J’ai du mal à comprendre les raisons du nouveau projet de loi sur l’euthanasie et l’aide active à mourir. Ce me semble être le « dernier caprice » de l’homme moderne qui veut tout contrôler, tout planifier, depuis la naissance jusqu’à l’instant précis de sa mort. Nous nous sentons tout-puissants avec notre technologie, mais en fait nous avons très peur de la mort.
D’un côté nous espérons la repousser avec le transhumanisme ; d’un autre nous esquivons de subir la mort en la provoquant par euthanasie. On nous vante que cette loi permettra de mourir « avec dignité ». Plus qu’un abus de langage, c’est une usurpation : comme si seule l’euthanasie permettrait de mourir dignement, comme si personne auparavant n’était mort avec dignité…

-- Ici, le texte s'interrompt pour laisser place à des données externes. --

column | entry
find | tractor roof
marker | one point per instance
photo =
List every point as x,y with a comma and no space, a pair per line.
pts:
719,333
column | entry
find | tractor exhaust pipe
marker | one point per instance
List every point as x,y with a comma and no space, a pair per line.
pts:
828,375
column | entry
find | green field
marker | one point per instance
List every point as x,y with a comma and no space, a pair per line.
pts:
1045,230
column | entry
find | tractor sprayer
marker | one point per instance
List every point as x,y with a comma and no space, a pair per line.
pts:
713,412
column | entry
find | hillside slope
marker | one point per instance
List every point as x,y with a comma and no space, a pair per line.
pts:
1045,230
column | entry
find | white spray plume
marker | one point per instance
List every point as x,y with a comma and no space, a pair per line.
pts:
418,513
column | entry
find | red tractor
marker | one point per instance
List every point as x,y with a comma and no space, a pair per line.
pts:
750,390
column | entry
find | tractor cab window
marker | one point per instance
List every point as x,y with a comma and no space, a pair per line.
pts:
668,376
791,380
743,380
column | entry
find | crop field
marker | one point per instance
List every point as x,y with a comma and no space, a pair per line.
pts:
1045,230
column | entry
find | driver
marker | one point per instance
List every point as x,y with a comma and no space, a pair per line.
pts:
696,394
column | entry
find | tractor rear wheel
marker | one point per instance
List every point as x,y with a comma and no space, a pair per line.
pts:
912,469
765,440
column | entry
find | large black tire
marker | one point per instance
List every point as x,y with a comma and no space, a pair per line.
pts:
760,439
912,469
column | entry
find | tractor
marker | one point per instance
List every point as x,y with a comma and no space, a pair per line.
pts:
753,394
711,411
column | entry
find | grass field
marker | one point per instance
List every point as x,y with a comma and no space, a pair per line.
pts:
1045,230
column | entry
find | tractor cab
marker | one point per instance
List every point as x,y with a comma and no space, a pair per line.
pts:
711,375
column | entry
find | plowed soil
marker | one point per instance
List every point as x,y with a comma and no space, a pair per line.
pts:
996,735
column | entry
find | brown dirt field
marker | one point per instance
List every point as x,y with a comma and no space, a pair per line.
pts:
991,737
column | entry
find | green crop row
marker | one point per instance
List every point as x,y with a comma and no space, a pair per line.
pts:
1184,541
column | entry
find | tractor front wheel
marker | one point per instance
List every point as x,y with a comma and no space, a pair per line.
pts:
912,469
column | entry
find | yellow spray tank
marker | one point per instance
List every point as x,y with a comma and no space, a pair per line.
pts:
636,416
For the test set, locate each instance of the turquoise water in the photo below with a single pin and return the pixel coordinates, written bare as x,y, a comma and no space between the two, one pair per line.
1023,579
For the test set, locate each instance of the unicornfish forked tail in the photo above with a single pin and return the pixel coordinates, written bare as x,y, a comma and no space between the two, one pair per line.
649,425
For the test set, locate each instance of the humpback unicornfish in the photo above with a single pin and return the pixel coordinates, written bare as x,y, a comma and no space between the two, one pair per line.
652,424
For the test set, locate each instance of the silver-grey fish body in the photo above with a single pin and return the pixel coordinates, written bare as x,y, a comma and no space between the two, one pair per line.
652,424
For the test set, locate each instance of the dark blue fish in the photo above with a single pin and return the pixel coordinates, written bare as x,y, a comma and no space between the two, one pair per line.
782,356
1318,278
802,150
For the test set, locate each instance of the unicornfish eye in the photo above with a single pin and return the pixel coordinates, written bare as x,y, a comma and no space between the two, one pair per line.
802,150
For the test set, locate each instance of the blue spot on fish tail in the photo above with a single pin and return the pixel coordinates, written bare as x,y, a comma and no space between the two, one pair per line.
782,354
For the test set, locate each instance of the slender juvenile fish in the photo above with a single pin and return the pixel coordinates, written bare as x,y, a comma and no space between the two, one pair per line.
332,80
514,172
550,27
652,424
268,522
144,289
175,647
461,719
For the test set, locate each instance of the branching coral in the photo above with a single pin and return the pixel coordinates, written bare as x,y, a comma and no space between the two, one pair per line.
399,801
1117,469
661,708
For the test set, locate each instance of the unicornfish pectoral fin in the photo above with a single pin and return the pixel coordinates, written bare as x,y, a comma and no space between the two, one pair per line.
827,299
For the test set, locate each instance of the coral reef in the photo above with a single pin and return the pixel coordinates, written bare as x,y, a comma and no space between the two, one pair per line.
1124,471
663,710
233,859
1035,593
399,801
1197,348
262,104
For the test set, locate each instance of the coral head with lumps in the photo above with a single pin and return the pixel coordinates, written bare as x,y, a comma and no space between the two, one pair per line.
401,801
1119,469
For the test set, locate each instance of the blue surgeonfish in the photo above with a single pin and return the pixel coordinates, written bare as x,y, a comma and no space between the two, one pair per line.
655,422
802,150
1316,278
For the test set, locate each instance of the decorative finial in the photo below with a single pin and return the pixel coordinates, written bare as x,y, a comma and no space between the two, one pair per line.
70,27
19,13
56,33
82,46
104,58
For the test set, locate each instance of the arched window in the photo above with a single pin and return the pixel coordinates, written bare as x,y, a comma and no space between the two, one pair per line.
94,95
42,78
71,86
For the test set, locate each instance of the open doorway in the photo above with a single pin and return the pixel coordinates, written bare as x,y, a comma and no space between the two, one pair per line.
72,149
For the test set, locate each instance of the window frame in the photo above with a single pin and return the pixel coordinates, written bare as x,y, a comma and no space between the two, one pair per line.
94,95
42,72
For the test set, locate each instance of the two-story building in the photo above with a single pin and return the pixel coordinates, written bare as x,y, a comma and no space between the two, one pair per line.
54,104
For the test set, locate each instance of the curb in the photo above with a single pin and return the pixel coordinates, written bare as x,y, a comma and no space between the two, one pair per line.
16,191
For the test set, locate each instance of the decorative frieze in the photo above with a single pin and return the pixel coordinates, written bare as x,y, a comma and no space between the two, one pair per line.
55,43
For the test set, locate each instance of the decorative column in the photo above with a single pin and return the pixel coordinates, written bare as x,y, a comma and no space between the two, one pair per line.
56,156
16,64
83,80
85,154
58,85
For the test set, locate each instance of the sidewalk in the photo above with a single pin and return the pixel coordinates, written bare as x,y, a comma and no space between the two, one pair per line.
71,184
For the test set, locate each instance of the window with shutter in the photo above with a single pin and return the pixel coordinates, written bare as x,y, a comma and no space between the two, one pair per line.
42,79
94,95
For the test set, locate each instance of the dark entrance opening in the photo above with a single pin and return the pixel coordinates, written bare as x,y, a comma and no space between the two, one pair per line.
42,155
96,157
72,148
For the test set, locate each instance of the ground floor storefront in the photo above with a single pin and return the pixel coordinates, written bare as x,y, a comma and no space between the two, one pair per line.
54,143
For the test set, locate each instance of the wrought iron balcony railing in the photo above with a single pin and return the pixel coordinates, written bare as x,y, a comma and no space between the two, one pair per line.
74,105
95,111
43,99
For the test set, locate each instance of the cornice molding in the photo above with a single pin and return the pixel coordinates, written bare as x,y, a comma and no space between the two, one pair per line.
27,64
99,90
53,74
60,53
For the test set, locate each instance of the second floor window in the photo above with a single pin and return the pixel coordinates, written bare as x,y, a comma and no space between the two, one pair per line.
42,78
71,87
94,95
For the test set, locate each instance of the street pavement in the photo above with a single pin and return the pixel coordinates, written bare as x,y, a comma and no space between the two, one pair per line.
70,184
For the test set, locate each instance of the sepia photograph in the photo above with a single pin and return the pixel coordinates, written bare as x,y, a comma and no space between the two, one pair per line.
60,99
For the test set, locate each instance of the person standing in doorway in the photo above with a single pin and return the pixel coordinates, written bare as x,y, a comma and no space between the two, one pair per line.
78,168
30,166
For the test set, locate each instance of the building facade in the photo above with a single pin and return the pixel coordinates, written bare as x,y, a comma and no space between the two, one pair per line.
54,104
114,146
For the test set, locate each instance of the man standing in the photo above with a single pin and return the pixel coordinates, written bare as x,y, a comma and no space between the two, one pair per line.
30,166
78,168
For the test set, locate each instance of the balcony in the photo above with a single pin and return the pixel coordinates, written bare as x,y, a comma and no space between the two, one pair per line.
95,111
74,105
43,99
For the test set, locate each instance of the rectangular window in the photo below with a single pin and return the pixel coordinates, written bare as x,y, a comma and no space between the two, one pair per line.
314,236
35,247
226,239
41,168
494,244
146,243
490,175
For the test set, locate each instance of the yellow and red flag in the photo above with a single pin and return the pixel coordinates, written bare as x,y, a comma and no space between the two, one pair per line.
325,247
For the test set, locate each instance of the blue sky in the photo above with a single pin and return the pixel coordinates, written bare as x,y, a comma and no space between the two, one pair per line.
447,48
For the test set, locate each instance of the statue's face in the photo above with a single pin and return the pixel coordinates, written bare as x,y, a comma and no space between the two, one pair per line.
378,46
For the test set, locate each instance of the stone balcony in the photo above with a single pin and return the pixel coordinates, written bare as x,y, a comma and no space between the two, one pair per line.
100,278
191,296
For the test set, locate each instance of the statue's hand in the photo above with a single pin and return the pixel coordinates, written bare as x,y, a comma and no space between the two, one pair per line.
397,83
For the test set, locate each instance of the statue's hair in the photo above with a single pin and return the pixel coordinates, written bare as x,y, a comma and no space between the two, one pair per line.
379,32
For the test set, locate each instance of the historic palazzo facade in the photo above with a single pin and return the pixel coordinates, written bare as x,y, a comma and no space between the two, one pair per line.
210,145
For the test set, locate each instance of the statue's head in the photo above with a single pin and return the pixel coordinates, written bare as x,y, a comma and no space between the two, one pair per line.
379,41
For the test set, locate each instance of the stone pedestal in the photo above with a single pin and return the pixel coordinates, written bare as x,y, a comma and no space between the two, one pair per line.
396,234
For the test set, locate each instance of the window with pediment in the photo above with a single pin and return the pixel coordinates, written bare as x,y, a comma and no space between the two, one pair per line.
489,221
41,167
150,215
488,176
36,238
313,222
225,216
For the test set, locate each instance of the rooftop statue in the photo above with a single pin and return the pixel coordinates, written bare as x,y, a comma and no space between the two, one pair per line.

Loin d’être le fruit du hasard, l’existence même de la vie reste un mystère. En ce sens, la vie revêt un caractère sacré, qu’on le veuille ou non. On ne choisit pas de naître, on ne choisit pas non plus de mourir : c’est la règle du jeu. Personne ne sait ni quand, ni comment il partira – et c’est bien ainsi. À ce titre, le projet de loi sur la fin de vie apparaît comme une transgression de la loi naturelle. On nous promet une loi très encadrée mais, par expérience, on sait très bien que, par glissements successifs, tous les garde-fous finissent par tomber. L’idée que, finalement, la mort puisse devenir un service à la demande me trouble profondément. Si la mort ne signifie plus rien, alors la vie non plus !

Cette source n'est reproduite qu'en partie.